Me mando a mamarla, claro. A Parla. La cicatriz del coco se le ha sumado a las otras – Vietnam, Eritrea, etcétera-, y sigue cámara al hombro, carrera va y carrera viene, entre palestinos, israelíes, Líbano e Irak, sabiendo perfectamente que el día en que se detenga, que se pare y se mire al espejo y reflexione sobre esas cicatrices, y las arrugas nuevas que se van sumando a las viejas, y el cansancio resignado y escéptico que desborda sus ojos azules, todo lo que lo mantiene vivo y en pie habrá terminado: y entonces no tendrá más remedio que resignarse a envejecer como todo el mundo, recordando en silencio. Porque Márquez es de ese tipo de hombres y mujeres capaces de recordar en silencio, junto a un amigo o con la única compañía de una botella de algo adecuado a la circunstancia. Su biografía bastaría para llenar varias vidas: en la profesión se le considera uno de los tres o cuatro mejores cámaras de guerra del mundo, y yo he visto a los compañeros, fulanos de las más importantes televisiones internacionales, tratarlo con envidia y respeto. Fue el único cámara presente en la matanza de Tiannamen, y escapó de allí escondido bajo un montón de cadáveres apilados en un camión. Filmó los misiles de crucero norteamericanos segundos antes de impactar sobre Bagdad, y son suyas – Petrinja, Vukovar, Sarajevo las mejores imágenes de la guerra de los Balcanes. La famosa secuencia en que las balas trazadoras serbias pasan entre las piernas de Márquez y le aciertan a un soldado croata que está en el suelo con un lanzagranadas dio la vuelta al mundo. Y la historia de su maldito puente yugoslavo es ya legendaria en el oficio, y mítica en las facultades de periodismo.

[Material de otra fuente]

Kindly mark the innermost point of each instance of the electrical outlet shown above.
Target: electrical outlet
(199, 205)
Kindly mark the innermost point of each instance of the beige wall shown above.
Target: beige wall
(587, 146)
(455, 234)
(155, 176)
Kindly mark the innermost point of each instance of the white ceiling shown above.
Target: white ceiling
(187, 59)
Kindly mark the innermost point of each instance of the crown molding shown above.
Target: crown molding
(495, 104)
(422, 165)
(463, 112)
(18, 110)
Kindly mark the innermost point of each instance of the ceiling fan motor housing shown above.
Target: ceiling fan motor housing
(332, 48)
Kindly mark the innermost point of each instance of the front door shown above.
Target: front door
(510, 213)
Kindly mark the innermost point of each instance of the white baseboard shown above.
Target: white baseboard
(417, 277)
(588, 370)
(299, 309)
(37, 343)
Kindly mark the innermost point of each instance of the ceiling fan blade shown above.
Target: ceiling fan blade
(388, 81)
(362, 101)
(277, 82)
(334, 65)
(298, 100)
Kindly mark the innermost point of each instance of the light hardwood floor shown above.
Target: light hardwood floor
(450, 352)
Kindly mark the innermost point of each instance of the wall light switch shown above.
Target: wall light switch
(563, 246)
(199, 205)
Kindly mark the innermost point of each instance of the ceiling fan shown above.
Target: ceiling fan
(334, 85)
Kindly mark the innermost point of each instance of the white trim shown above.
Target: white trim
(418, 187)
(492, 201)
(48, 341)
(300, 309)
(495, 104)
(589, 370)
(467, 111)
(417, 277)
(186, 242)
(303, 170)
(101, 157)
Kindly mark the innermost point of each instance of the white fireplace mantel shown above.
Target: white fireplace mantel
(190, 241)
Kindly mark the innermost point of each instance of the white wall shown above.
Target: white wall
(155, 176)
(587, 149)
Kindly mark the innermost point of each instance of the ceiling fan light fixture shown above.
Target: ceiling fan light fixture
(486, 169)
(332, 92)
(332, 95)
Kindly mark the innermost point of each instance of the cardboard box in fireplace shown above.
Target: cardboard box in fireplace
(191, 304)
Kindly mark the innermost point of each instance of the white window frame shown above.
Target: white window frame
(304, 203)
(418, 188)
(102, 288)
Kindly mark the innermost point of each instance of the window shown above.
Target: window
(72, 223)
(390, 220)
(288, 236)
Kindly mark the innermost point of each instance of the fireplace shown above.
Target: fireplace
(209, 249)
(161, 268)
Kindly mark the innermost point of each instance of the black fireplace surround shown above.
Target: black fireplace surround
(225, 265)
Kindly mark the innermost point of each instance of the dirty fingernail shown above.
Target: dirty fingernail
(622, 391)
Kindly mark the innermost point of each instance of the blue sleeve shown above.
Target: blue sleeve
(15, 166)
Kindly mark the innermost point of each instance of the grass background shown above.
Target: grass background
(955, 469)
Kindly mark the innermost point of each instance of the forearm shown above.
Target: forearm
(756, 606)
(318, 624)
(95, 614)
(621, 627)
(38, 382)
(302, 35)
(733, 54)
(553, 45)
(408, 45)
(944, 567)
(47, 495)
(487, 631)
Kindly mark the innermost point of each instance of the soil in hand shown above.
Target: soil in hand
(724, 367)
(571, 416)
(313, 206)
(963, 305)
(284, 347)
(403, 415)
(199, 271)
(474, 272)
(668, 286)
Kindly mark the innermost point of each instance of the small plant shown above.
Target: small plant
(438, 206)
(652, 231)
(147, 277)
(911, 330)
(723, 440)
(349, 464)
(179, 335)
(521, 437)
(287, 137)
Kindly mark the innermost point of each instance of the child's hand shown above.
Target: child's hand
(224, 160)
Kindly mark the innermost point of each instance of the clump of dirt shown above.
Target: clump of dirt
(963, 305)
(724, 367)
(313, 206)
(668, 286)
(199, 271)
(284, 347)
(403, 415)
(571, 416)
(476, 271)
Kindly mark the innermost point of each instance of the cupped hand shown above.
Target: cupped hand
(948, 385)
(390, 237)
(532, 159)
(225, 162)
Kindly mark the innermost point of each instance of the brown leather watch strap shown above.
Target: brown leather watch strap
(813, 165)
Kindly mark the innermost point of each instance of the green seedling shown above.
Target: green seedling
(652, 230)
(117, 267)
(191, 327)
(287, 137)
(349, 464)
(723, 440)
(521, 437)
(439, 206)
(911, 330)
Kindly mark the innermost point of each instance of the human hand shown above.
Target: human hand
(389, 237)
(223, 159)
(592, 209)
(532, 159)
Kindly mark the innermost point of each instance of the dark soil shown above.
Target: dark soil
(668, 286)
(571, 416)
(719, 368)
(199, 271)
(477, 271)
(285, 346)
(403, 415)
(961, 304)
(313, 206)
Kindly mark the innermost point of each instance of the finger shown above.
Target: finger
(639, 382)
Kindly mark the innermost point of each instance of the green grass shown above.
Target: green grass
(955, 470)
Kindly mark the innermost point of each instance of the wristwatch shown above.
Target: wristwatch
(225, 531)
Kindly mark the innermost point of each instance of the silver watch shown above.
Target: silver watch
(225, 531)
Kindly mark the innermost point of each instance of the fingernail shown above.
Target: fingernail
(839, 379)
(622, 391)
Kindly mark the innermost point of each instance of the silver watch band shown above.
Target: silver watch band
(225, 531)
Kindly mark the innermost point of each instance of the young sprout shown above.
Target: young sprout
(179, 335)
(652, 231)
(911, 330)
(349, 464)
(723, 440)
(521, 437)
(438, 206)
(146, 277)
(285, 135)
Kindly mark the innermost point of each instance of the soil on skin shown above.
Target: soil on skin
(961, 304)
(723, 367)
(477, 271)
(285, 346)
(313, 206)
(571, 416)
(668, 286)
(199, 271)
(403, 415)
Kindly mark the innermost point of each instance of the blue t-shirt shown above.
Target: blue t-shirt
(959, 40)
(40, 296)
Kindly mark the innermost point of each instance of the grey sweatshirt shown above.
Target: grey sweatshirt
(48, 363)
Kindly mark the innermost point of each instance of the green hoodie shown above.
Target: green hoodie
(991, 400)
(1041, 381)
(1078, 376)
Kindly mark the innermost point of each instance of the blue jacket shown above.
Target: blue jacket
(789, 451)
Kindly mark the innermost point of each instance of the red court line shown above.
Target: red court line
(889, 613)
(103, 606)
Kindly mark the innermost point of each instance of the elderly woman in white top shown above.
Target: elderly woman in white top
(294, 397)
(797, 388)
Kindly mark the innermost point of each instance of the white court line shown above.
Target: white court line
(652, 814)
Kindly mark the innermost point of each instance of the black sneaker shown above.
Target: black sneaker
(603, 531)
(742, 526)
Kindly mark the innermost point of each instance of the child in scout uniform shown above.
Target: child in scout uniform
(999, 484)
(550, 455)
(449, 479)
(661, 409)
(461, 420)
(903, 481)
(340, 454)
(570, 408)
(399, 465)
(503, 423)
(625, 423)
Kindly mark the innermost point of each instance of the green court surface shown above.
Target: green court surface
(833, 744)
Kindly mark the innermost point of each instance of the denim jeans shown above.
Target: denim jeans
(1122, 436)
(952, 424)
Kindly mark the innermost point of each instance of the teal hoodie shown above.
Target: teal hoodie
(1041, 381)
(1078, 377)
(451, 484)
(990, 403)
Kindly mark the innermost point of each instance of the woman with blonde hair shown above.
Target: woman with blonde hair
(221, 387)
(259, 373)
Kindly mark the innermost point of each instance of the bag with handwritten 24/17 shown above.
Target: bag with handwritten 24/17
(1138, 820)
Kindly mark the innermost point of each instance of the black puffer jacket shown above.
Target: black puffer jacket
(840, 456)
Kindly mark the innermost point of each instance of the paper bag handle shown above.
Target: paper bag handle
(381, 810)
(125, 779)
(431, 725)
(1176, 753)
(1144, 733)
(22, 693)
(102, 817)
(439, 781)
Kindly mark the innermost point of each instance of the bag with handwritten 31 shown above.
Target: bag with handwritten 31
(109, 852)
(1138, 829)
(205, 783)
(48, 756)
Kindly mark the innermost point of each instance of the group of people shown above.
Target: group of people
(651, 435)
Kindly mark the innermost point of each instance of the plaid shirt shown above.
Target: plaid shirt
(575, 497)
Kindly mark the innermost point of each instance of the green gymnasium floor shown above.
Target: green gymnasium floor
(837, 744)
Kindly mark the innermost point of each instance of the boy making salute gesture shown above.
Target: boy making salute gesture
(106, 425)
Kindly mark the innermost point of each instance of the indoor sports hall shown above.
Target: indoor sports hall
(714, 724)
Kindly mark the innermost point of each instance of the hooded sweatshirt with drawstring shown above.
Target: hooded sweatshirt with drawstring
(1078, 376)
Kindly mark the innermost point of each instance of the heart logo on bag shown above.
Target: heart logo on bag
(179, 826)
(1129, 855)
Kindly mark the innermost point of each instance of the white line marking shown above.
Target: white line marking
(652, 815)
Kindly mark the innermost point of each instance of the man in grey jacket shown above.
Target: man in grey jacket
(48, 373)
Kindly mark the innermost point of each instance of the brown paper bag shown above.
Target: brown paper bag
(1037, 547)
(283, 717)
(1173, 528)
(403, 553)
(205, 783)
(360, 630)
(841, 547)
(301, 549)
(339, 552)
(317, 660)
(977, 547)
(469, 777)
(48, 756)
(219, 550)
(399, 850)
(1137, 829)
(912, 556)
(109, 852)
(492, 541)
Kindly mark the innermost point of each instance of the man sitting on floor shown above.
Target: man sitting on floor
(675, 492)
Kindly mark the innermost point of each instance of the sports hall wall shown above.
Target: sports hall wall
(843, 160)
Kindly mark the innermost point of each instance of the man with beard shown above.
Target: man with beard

He dicho también alguna vez que si Márquez hubiera sido anglosajón, sólo por lo que hizo en China, el Golfo o Yugoslavia, ahora estaría ganando una fortuna como cámara de la CNN o la BBC. Pero tuvo la desgracia de ser español y trabajar en este país, teniendo como jefes a capataces mediocres y envidiosos, a directores sectarios como María Antonio Iglesias y Jordi García Candau (Diccionario de la RAE: “Sectario: secuaz, fanático e intransigente, de un partido o una idea”) y a productores miserables, capaces hasta de regatear una botella de Whisky para su cumpleaños. Tan mezquinos todos que, cuando dediqué a Márquez Territorio Comanche, ante la imposibilidad de meterme mano a mí pasaron una temporada vengándose en él, encomendándole las tareas más humillantes y rutinarias –llegaron a tenerlo de guardia permanente ante los juzgados de Madrid-, a él, que había hecho a TVE ganar tantas veces una fortuna, jugándose durante años los huevos y la vida por cuarenta mil cochinos duros al mes.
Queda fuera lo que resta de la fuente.